Before you attend any networking event, come up with a few topics of conversation to fall back on when the conversation starts to wear thin. Also, think up a short list of a few questions that you can ask the new people you might meet on these occasions. Then, when the uncomfortable pauses arise, you’ll be ready.Before you attend any networking event, come up with a few topics of conversation or questions to fall back on when the conversation starts to wear thin. Then, when the uncomfortable pauses arise, you’ll be ready.Click To Tweet
2 – The other person is talking way too much
Some people are real talkers, especially when they’re nervous. These folks can make it hard to get a word in edgewise. Others talk about things they probably shouldn’t, they gossip about coworkers for example, and that can be awfully uncomfortable too. Whatever you do, don’t mimic their bad behavior (mimicry and mirroring can come naturally in these situations) and engage in the conversation against your better judgement. In these instances, you’re better off trying to find a way to change the tone of the conversation.
It’s rude to interrupt, but in some cases it just has to be done. If you’re networking with someone who’s rattling on and on (or talking about things you’d rather not hear about) you might have to jump in. You can try changing the topic by asking a question that steers things in a different direction. But if that doesn’t work, you might just have to excuse yourself. No explanation is required here.

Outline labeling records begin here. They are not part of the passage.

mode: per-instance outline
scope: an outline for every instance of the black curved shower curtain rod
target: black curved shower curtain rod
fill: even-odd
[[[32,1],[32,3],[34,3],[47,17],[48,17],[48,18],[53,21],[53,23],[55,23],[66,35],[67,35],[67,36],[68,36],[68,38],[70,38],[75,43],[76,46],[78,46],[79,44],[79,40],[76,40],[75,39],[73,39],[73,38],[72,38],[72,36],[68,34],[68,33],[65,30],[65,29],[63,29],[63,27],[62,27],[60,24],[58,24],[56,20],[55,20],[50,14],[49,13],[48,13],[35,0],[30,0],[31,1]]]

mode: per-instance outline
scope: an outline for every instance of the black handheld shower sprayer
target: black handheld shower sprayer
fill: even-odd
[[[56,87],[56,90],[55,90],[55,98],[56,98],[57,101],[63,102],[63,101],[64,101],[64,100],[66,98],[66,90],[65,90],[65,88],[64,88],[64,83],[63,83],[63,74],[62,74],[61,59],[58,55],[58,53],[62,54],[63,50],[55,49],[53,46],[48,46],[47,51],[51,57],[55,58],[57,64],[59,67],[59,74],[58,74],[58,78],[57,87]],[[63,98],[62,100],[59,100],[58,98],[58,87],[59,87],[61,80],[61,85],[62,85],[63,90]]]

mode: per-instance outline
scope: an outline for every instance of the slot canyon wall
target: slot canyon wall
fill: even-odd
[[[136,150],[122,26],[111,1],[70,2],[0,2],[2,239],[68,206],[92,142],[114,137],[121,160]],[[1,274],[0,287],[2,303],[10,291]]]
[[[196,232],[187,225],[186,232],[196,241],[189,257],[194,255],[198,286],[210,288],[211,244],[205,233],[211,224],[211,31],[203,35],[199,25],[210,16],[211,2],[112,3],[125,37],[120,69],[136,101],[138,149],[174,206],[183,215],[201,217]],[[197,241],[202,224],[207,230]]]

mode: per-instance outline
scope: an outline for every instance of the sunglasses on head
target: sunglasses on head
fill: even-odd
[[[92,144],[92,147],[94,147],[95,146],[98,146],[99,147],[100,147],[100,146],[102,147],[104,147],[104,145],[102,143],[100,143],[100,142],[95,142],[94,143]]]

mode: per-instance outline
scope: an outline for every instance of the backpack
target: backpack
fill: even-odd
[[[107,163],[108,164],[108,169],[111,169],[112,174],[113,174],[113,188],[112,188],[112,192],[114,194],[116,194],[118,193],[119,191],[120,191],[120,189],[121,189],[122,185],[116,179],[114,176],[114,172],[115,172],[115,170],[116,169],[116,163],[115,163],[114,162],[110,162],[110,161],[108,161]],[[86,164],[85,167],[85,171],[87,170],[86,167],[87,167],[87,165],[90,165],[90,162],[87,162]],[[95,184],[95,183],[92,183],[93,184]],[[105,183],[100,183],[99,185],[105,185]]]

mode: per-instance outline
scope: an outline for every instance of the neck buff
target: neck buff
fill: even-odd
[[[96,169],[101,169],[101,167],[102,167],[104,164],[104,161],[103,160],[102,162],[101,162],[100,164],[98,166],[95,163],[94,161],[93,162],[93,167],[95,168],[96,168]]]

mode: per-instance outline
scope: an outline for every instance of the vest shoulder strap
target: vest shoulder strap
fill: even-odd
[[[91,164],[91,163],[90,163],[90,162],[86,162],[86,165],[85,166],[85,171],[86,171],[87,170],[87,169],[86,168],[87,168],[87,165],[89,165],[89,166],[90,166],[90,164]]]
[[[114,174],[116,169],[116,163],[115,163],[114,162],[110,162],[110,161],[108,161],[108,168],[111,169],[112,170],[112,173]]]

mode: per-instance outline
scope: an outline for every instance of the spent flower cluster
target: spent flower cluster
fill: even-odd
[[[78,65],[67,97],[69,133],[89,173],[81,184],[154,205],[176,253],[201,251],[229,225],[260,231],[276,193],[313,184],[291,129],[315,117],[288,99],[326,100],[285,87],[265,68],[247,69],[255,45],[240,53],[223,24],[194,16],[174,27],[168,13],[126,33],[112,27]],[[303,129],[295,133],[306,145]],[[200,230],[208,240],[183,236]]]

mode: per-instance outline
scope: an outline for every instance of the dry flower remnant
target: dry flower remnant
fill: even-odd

Simply say, “Excuse me, I have to move along now, but it has been nice talking with you.”
It might feel a little awkward at first, but politely stepping away from a conversation that isn’t getting you anywhere is the right thing to do. Networking opportunities are precious. You don’t want to squander the time away.
3 – You’re the nervous one
Nerves can really stand in the way of meeting new people and forging relationships. You might find you’re the one talking too much, or too little. Or, you might notice you’re fidgeting a lot or just saying and doing things that you know don’t reflect the best version of yourself. Nervousness can do that.
If you struggle with social anxiety or social phobia, you should seek support from a professional. Learning to manage your anxiety in healthy ways will do wonders for your career and for your life in general. If your nervousness is a little more run-of-the-mill, there are a few other tactics you can try first.
To start with, try being honest (with yourself and the person you’re speaking with) and simply say that you’re nervous. Explain that you’re excited about this conversation and that it’s making you feel a little anxious. That’s perfectly all right, and it might even flatter the other person. It also might help to reduce your nerves. Take a few deep breaths and remind yourself to slow down.
Also, keep in mind that a little bit of nervousness is actually good for you. It’s a sign that what you’re doing really matters to you and that you want to be your best. Your body’s natural response to this might feel a little uncomfortable, but it could actually improve your performance by helping you feel more energized and more fully present in the moment.
4 – You encounter random rudeness
You might bump into someone who is randomly downright rude to you during your networking experiences. Maybe they think they have nothing to learn, or gain, from talking to you. But that’s no excuse.
The best thing you can do in this kind of a situation is to learn from it, not take it personally, and move on. Start by allowing the experience to inform you about the person you just met. If they were short or otherwise inappropriate with you, take note of that. Next, remind yourself that the incident says more about the other person than it does about you. Don’t take it personally. Finally, simply excuse yourself from the conversation and shake it off. Don’t allow one negative interaction to throw you off of your networking game.